Finding similarities between pieces of text
Calculate the semantic distance between words or sentences.
Overview
Finding semantic similarities between words or sentences can help you create a better user experience for your app. For example, you might enhance the experience of searching for specific photos by knowing that the search term “cloud” is related to the word “sky,” and expanding the search query to return more relevant results.
To find similarities between pieces of natural language text, you use text embeddings. An embedding is a map from strings—words or sentences—into a vector space. Strings that are semantically similar have similar vectors, which means they’re closer together in vector space.
[Image]
You use embeddings for tasks like:
Searching for the nearest neighbors to a given term—for example, to expand a search query.
Calculating the distance between terms, as a measure of semantic similarity.
Using the vectors as an input layer for a model.
In Natural Language, NLEmbedding represents an embedding, stored in a space- and time-efficient format.
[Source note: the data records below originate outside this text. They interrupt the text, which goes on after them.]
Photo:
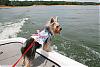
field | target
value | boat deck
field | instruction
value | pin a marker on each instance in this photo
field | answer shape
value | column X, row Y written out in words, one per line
column 10, row 53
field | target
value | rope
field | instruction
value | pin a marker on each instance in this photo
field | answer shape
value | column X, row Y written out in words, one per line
column 23, row 54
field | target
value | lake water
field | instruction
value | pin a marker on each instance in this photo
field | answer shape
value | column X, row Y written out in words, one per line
column 79, row 38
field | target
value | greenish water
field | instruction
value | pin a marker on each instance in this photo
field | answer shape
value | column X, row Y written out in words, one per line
column 79, row 38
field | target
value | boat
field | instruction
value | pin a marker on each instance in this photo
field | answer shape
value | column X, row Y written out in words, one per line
column 10, row 53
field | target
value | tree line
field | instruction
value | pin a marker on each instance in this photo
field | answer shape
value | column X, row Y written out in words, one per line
column 30, row 3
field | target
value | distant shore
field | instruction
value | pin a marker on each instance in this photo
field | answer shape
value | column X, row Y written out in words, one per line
column 47, row 3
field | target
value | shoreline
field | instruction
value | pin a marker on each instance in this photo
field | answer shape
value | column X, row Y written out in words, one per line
column 2, row 6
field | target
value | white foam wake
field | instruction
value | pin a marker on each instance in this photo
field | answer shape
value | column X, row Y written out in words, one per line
column 11, row 30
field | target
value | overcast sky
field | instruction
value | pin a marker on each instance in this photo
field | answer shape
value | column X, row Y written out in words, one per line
column 68, row 0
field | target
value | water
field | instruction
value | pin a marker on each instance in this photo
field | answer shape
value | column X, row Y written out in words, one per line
column 79, row 39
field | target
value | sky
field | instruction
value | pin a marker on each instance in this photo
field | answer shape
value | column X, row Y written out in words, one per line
column 69, row 0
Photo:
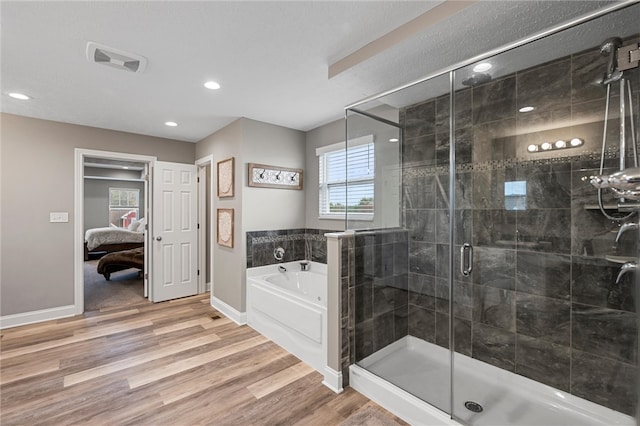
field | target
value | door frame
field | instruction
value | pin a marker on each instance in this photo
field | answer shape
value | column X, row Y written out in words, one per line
column 78, row 201
column 203, row 285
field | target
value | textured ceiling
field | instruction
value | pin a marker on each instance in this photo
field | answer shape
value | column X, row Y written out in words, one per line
column 271, row 58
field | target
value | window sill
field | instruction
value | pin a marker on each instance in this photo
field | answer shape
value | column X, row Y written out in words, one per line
column 353, row 217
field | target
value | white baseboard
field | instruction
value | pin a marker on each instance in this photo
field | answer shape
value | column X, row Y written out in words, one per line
column 333, row 379
column 33, row 317
column 228, row 311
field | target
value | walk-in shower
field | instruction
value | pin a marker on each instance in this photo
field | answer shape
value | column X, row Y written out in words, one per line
column 491, row 284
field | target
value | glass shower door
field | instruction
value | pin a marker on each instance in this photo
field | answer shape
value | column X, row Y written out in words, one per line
column 401, row 266
column 538, row 310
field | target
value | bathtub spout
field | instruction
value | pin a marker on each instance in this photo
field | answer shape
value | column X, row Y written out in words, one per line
column 626, row 227
column 627, row 267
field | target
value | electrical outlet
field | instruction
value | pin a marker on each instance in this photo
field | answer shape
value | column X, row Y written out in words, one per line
column 55, row 217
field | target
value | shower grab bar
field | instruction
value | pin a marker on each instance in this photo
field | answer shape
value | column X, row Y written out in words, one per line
column 466, row 261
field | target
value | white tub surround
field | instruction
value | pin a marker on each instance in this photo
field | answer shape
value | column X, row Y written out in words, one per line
column 289, row 307
column 415, row 371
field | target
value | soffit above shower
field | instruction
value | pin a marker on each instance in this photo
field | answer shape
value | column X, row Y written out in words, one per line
column 275, row 70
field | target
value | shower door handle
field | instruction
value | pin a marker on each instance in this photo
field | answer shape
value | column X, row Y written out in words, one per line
column 466, row 259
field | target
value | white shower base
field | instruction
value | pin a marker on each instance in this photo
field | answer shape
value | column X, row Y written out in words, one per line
column 420, row 372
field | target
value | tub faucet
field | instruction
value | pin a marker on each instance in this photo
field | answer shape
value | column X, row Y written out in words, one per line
column 626, row 227
column 627, row 267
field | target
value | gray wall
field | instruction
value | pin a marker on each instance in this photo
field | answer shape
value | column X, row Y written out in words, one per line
column 228, row 262
column 96, row 200
column 251, row 141
column 38, row 165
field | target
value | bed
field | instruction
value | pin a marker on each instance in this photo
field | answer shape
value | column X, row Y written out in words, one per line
column 112, row 239
column 121, row 260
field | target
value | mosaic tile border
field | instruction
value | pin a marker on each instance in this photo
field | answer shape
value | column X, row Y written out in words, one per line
column 423, row 171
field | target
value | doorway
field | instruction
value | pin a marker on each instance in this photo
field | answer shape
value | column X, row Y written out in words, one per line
column 102, row 165
column 115, row 200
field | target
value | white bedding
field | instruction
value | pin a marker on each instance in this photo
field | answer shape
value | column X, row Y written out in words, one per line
column 98, row 236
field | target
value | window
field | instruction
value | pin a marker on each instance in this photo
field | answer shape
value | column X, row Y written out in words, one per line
column 124, row 206
column 347, row 179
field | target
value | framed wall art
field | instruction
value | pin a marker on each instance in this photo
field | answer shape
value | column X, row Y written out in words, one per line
column 225, row 177
column 264, row 176
column 224, row 220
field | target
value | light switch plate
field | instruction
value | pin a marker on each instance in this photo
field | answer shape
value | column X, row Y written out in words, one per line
column 58, row 217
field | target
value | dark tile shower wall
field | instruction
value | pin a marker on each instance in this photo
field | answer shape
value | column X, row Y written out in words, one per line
column 542, row 300
column 299, row 244
column 379, row 285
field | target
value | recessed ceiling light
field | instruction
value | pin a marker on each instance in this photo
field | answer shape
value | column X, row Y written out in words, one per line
column 19, row 96
column 482, row 67
column 212, row 85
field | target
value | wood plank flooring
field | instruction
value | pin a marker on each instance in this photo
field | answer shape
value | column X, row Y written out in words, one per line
column 170, row 363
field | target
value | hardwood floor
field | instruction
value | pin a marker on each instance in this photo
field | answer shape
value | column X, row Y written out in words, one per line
column 171, row 363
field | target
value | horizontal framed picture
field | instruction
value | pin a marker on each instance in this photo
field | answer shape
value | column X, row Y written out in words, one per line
column 264, row 176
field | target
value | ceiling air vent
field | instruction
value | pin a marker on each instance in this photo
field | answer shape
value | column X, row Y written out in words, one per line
column 115, row 58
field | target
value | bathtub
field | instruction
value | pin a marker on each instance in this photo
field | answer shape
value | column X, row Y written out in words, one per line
column 417, row 371
column 290, row 309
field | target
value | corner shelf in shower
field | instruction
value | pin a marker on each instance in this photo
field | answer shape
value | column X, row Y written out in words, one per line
column 620, row 259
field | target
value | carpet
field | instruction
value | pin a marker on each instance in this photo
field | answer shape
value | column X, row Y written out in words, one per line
column 124, row 288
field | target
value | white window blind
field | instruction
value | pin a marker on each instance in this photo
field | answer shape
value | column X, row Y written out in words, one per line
column 347, row 179
column 124, row 206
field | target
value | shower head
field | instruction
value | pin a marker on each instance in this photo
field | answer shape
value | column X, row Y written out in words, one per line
column 476, row 79
column 610, row 47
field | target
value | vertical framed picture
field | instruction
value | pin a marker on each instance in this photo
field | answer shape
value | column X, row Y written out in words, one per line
column 224, row 227
column 225, row 177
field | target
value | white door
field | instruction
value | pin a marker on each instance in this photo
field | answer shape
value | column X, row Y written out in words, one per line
column 174, row 232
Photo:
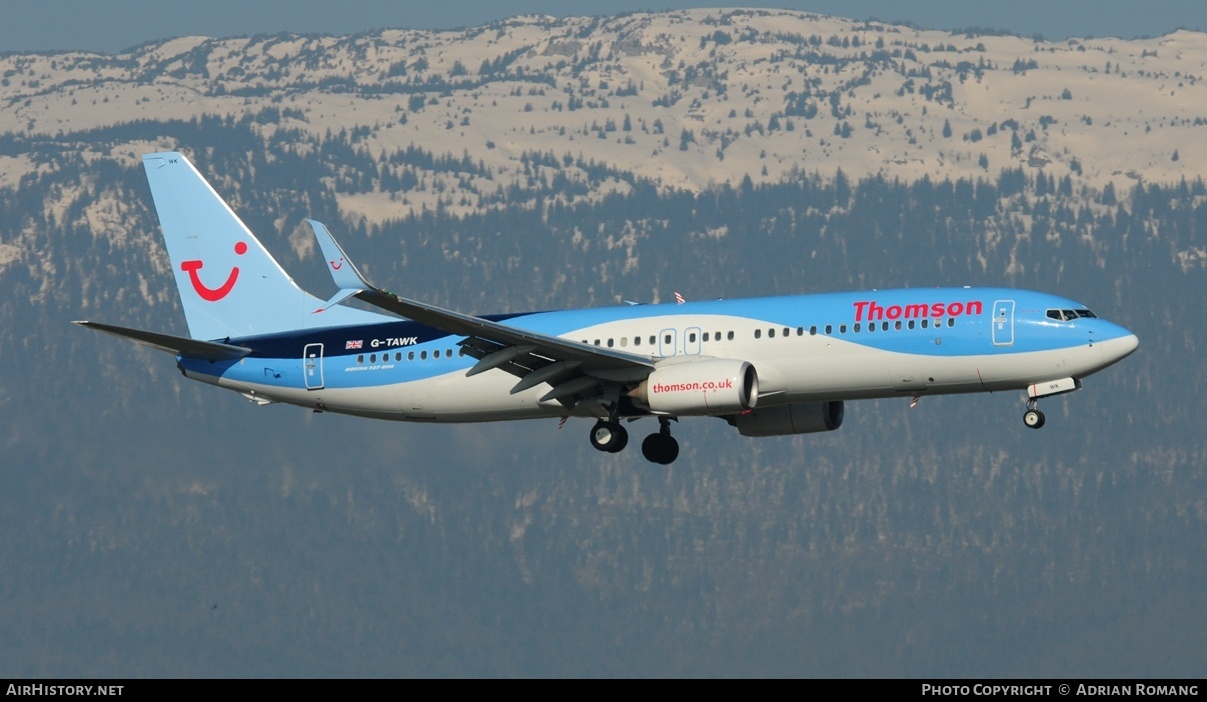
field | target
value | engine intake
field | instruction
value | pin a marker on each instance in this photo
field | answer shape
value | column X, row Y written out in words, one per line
column 799, row 417
column 700, row 387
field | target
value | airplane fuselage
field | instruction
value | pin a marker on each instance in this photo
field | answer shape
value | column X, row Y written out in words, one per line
column 817, row 347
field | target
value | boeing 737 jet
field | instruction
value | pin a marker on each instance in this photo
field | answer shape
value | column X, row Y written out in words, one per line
column 768, row 367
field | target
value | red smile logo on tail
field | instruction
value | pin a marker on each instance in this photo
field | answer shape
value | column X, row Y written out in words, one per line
column 208, row 293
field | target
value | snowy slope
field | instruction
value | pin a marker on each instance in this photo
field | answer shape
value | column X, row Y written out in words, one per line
column 687, row 98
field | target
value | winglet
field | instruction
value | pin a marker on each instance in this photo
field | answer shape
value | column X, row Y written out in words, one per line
column 343, row 270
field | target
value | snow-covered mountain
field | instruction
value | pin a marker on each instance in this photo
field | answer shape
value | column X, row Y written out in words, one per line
column 686, row 98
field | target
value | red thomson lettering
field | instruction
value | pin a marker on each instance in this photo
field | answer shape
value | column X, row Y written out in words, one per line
column 873, row 311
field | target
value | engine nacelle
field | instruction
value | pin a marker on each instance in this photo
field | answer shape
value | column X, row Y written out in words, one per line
column 700, row 387
column 799, row 417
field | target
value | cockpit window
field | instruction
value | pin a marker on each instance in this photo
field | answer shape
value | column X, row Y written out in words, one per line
column 1070, row 315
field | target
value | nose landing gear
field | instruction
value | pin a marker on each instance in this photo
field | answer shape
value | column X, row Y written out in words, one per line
column 1033, row 417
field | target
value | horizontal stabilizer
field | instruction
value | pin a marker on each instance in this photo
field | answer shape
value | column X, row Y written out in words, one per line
column 178, row 345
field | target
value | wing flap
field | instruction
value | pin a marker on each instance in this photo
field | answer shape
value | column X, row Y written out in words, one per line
column 518, row 351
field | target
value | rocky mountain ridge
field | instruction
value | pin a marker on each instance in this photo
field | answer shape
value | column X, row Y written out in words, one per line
column 686, row 99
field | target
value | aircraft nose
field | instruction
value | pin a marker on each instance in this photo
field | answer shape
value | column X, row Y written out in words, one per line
column 1119, row 347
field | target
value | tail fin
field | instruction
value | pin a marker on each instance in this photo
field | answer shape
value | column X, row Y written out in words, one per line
column 229, row 285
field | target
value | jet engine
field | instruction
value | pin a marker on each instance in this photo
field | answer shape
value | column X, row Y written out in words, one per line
column 798, row 417
column 700, row 387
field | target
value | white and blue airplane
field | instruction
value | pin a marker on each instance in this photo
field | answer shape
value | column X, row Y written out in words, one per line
column 769, row 367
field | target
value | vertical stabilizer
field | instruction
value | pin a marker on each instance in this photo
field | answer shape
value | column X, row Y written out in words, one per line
column 229, row 285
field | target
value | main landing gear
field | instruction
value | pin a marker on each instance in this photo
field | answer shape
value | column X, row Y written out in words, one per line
column 1033, row 417
column 660, row 448
column 610, row 437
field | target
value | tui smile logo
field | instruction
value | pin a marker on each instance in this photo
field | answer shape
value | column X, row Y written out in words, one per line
column 208, row 293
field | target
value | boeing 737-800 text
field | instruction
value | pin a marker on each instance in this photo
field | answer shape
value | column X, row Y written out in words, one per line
column 767, row 366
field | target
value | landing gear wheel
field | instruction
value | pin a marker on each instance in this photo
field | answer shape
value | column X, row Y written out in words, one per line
column 660, row 449
column 608, row 437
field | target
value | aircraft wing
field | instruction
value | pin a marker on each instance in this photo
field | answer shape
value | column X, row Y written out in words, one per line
column 572, row 368
column 176, row 345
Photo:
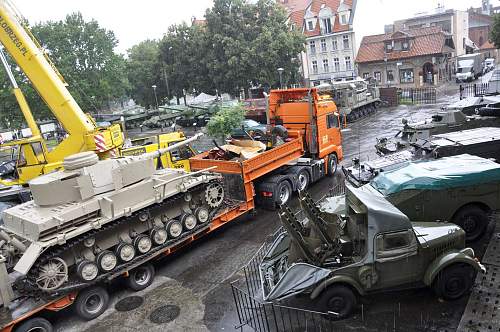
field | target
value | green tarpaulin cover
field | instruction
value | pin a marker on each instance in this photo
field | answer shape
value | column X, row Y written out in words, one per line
column 449, row 172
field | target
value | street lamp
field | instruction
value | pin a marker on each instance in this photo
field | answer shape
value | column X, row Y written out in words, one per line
column 156, row 98
column 280, row 71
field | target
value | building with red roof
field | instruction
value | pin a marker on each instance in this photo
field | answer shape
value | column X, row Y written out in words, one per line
column 407, row 58
column 330, row 42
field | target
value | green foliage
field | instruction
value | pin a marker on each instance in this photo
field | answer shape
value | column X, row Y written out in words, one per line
column 495, row 31
column 143, row 69
column 225, row 120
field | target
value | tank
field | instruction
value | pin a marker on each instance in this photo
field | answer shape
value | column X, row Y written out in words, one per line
column 97, row 217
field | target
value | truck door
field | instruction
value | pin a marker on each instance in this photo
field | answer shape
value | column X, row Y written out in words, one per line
column 396, row 259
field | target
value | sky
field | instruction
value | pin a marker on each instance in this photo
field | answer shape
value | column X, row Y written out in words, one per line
column 134, row 21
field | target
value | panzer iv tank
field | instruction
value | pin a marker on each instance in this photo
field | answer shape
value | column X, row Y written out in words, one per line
column 95, row 218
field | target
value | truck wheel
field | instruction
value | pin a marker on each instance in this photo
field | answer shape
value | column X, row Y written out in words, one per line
column 338, row 299
column 35, row 324
column 91, row 302
column 332, row 164
column 140, row 277
column 303, row 180
column 284, row 191
column 473, row 220
column 454, row 281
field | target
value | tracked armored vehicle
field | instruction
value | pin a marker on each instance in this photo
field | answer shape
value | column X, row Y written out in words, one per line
column 97, row 217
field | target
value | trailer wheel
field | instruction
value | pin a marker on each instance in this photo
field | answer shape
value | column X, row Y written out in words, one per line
column 35, row 324
column 473, row 220
column 91, row 302
column 141, row 277
column 284, row 191
column 332, row 164
column 339, row 300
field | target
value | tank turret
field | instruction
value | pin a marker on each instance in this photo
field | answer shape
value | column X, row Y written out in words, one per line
column 93, row 217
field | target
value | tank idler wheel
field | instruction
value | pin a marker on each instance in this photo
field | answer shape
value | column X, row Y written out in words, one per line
column 188, row 221
column 106, row 260
column 159, row 236
column 91, row 302
column 125, row 252
column 174, row 229
column 202, row 214
column 87, row 270
column 142, row 243
column 140, row 277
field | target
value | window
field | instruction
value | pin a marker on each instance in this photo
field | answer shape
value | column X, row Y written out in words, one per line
column 312, row 46
column 346, row 41
column 390, row 76
column 348, row 64
column 325, row 65
column 336, row 63
column 327, row 25
column 334, row 44
column 323, row 45
column 315, row 66
column 406, row 75
column 332, row 121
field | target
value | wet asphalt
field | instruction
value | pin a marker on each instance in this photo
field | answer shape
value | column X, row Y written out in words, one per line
column 195, row 281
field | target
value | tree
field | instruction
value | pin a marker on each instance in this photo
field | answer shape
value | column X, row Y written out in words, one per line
column 495, row 31
column 143, row 69
column 225, row 120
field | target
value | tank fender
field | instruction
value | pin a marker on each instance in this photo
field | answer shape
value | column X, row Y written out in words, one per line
column 338, row 279
column 465, row 255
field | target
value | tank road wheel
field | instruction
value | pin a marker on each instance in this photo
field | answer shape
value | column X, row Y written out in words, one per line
column 188, row 221
column 214, row 194
column 454, row 281
column 87, row 270
column 125, row 251
column 174, row 229
column 52, row 274
column 142, row 243
column 91, row 302
column 106, row 260
column 202, row 214
column 37, row 324
column 338, row 299
column 159, row 236
column 140, row 277
column 473, row 220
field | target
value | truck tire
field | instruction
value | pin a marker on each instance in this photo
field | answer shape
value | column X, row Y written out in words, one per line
column 35, row 324
column 141, row 277
column 338, row 299
column 454, row 281
column 91, row 302
column 332, row 164
column 473, row 220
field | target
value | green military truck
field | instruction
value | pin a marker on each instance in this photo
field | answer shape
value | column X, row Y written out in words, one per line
column 364, row 245
column 462, row 189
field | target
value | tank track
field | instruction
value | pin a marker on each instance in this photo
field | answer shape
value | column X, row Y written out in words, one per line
column 28, row 287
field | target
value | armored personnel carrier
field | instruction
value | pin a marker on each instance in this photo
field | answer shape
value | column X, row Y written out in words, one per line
column 338, row 253
column 96, row 217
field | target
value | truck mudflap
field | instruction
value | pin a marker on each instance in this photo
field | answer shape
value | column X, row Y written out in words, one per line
column 465, row 255
column 298, row 277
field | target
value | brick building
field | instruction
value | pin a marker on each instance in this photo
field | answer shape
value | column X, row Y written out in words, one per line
column 407, row 58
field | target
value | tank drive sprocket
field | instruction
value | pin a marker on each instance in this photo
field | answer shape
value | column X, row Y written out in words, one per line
column 214, row 194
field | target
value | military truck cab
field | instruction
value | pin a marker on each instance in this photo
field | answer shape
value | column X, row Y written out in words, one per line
column 340, row 252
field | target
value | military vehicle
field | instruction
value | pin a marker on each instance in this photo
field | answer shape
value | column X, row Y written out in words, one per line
column 443, row 121
column 94, row 218
column 483, row 142
column 370, row 246
column 354, row 98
NLEmbedding provides pretrained word embeddings for a number of languages, trained on large bodies of general text.
Find similar words
To calculate the distance between individual words, use a word embedding.
Create an instance of NLEmbedding with wordEmbedding(for:), specifying the language for which to generate a word embedding.
Call the vector(for:) method of the embedding with a specific input word to see the vector generated for that word.
To find the distance between your input word and another word, use
distance(between:and:distanceType:).To find the nearest neighbors to your input word, enumerate over the word’s neighbors by calling the enumerateNeighborsForString:maximumCount:distanceType:usingBlock: method, specifying the maximum number of nearest neighbors to look at.
if let embedding = NLEmbedding.wordEmbedding(for: .english) {
let word = "bicycle"
if let vector = embedding.vector(for: word) {
print(vector)
}
let specificDistance = embedding.distance(between: word, and: "motorcycle")
print(specificDistance.description)
embedding.enumerateNeighbors(for: word, maximumCount: 5) { neighbor, distance in
print("\(neighbor): \(distance.description)")
return true
}
}Find similar sentences
To calculate the distance between phrases, use a sentence embedding. You might use it to measure similarity between sentences for tasks like text retrieval, or for detecting paraphrases. For example, if a user searches a food-delivery app using the text, “Where is my order?” you could use a sentence embedding to suggest a result from the FAQ with the similar title, “How do I check the status of my order?”
Create an instance of NLEmbedding with sentenceEmbedding(for:), specifying the language for which to generate a sentence embedding.
Call the vector(for:) method of the embedding with a specific input sentence to see the vector generated for that sentence.
To find the distance between your input sentence and another sentence, use distanceBetweenString:andString:distanceType:.
if let sentenceEmbedding = NLEmbedding.sentenceEmbedding(for: .english) {
let sentence = "This is a sentence."
if let vector = sentenceEmbedding.vector(for: sentence) {
print(vector)
}
let distance = sentenceEmbedding.distance(between: sentence, and: "That is a sentence.")
print(distance.description)
}Sentence embeddings are dynamic. They don’t have a fixed vocabulary, and they can return results for arbitrary sentences. Nearest-neighbor search therefore doesn’t apply to sentence embeddings.